Ella asintió con la cabeza, reafirmando lo ofrecido.

Emprendieron el camino a través de los espectros. Aleth se detuvo en el Mnemosyne, recogió las aguas azules en un frasco que extrajo de su gabardina, hizo lo mismo al llegar al Leteo, cuyo líquido era de color blanco lechoso.

Gavriel contempló la acción, extrañado, pero no dijo nada.

En los límites del Leteo se respiraba una tranquilidad insólita y, en cierta forma, angustiante. No había sonidos, solo almas en movimiento, flotando.

—La paz que percibes son los recuerdos que ya no existen —explicó Aleth—. El Leteo se queda con todas las vivencias de los mortales: lo bueno y lo malo. Otorga paz, sí, pero deja una sensación de pérdida. Sin mencionar que, los que beben de él, permanecen en un interminable ciclo de muerte, olvido y renacimiento. Los espíritus que ves aquí, son los que reencarnan.

—No me vendría mal beber sus aguas —comentó Gavriel. Mil cosas pasando por su cabeza—. Quisiera erradicar de mi mente ciertos recuerdos...

—Te entiendo —susurró ella, dándole la espalda—.  A veces es necesario olvidar para engendrar nuevas memorias, que no pesen tanto, que no hieran tanto...

El tono de Aleth evocó abatimiento. Por primera vez, desde que la conocía, no solo apreció maldad, también una abismal congoja. Se preguntó si los demonios eran capaces de llorar como lo hacían los humanos.

—Ahí están —señaló la fémina a un grupo de espectros. Fue hasta ellos y los inmovilizó—. Hazlo, sácanos de aquí. —apremió.

Él reaccionó, convulso.

—¿Cómo lo hago?

—Solo tienes que desearlo.

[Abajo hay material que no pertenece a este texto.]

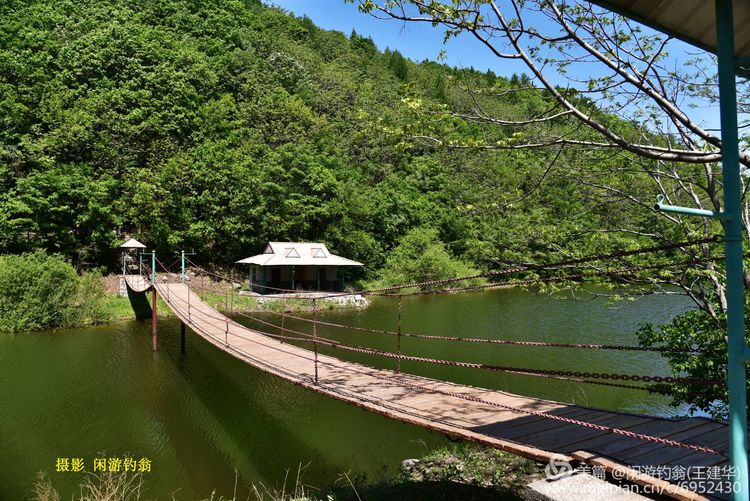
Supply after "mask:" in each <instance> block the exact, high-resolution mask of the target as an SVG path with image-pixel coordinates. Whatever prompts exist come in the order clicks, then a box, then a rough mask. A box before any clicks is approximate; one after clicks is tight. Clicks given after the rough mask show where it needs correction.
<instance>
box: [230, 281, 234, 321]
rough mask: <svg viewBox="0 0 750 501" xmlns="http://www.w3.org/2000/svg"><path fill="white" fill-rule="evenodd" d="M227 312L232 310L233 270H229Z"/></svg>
mask: <svg viewBox="0 0 750 501" xmlns="http://www.w3.org/2000/svg"><path fill="white" fill-rule="evenodd" d="M229 312H230V313H232V312H234V270H232V271H230V272H229Z"/></svg>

En ocasiones las cosas son más sencillas de lo que parecen. —Encogió los hombros ante la expresión confusa del escritor—.  Dame tu mano. Yo escojo el lugar, tú solo desea que estemos fuera de aquí.

Gavriel siguió las indicaciones. Aparecieron en una planicie, cuya atmósfera le resultó conexa. A un costado se alzaba una casona de tamaño regular, acompañó a Aleth al interior de la misma.

Una mujer entrada en años y un hombre joven estaban situados en uno de los sofás del salón. Dormidos, o eso daban a notar.

Los espíritus que trajo Aleth, ingresaron en los cuerpos, que sin demora despertaron ante la posesión de estos; se apresuró a darles de beber el agua azul del Mnemosyne. La mujer mayor examinó el entorno, tratando de entender en dónde estaba. El hombre, en cambio, no mostró sorpresa, todo indicaba que el recinto le era familiar.

Sus sospechas se confirmaron cuando el sujeto murmuró algo inesperado:

—Te conozco... —Los orbes cafés irradiaron calidez, reparando en la presencia de Aleth—, hermana...

Fue entonces que Gavriel descubrió que los demonios podían llorar.